Missouri lawmakers seek to honor Holocaust hero who lived in St. Louis

Eric Berger, Associate Editor

Diplomat Carl Lutz, who worked in St. Louis in from 1933-1934, would later save thousands of Jews during the Holocaust.

A pair of Republican Missouri lawmakers, Sen. Roy Blunt and Rep. Blaine Luetkemeyer, have introduced resolutions to honor a Swiss diplomat with ties to St. Louis who saved thousands of Jews during World War II

Carl Lutz arrived in Budapest in January 1942 to serve as Switzerland’s vice-consul and represent British and U.S. interests because the countries had cut off relations with Hungary. Once the Germans began occupying Hungary in March 1944 and sending Jews to extermination camps, Lutz tried to persuade the Hungarians to stop the deportations. When the Hungarian leader Miklos Horthy offered to allow some Jews to leave for Palestine, Lutz issued 7,800 emigration certificates for Jews and arranged so that they not only protected the individuals, but also their families. Lutz also negotiated with the Hungarian authorities to establish 76 “safe houses” around Budapest that Nazi and Hungarian forces were prohibited from entering and could thus shelter Jews.

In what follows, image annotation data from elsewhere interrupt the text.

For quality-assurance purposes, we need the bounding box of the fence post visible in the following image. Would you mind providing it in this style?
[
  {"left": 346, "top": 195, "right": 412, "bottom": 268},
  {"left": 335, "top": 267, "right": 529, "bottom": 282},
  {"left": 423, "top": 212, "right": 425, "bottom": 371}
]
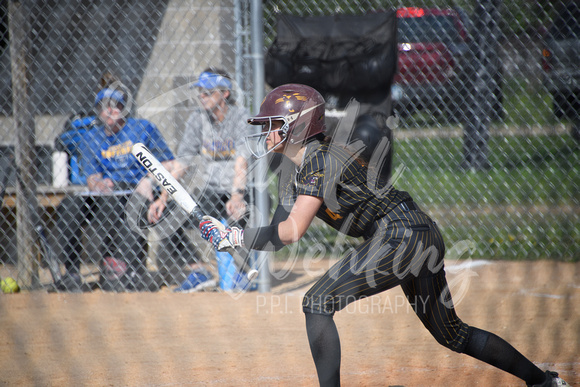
[
  {"left": 250, "top": 0, "right": 270, "bottom": 293},
  {"left": 462, "top": 0, "right": 502, "bottom": 170},
  {"left": 9, "top": 1, "right": 39, "bottom": 289}
]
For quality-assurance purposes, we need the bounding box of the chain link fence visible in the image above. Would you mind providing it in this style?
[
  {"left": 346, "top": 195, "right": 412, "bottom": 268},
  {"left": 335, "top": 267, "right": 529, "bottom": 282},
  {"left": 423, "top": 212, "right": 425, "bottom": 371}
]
[{"left": 0, "top": 0, "right": 580, "bottom": 291}]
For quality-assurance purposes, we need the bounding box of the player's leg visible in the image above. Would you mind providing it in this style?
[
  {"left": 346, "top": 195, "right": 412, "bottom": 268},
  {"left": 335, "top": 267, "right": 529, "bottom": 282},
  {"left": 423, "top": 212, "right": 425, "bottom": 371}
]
[
  {"left": 302, "top": 229, "right": 409, "bottom": 386},
  {"left": 401, "top": 270, "right": 546, "bottom": 385},
  {"left": 305, "top": 313, "right": 341, "bottom": 387}
]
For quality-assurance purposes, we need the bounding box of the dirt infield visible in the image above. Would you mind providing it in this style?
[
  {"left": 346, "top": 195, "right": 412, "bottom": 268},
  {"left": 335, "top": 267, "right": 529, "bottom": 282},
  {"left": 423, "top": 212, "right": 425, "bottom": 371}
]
[{"left": 0, "top": 261, "right": 580, "bottom": 386}]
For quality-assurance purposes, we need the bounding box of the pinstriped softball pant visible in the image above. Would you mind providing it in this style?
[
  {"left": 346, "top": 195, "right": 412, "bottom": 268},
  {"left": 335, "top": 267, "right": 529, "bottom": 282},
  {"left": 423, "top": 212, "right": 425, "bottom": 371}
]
[{"left": 302, "top": 202, "right": 469, "bottom": 352}]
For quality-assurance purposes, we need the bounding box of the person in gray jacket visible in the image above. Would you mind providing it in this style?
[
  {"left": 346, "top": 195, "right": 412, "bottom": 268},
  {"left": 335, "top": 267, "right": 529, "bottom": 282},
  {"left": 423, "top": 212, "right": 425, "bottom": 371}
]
[{"left": 148, "top": 68, "right": 250, "bottom": 292}]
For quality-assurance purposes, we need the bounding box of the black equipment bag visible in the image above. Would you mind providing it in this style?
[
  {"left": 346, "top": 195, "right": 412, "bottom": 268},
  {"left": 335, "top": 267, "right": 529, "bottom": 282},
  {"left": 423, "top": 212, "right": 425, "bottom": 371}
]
[{"left": 265, "top": 10, "right": 398, "bottom": 94}]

Lutz is credited with saving more than 62,000 Jews.

“Carl Lutz is a hero in the truest sense of the word,” Blunt stated in a news release. “In the face of unthinkable horrors, Lutz put his own life at risk to facilitate the largest civilian rescue mission of Jews during World War II. I’m proud to introduce this resolution with Senator [Bob] Casey to honor a remarkable man and ensure his incredible acts of selflessness and bravery are remembered for years to come.”

Lutz’s connection to the St. Louis area dates to before the war. He was born in Walzenhausen, Switzerland in 1895 and immigrated to the United States in 1913 and spent five years working in Granite City, Ill., before attending Central Wesleyan College in Warrenton, Mo.

Lutz also served in the Swiss Consulate in St. Louis from 1933 to 1934.

“While others stood by and did nothing, Carl Lutz risked his life and career to rescue tens of thousands of Jews during the Holocaust,” Don Hannon, acting executive director of the St. Louis Holocaust museum, stated in the news release. “Lutz’s story is relatively unknown, but we are working to change that. Sharing his story teaches our students what empathy and courage look like in action. “As our world continues to face hatred and division in so many places, that lesson is more important than ever before. We are proud to work with Senator Blunt and Senator Casey to honor this former Missourian’s story, so that Carl Lutz will be a forgotten hero no more.”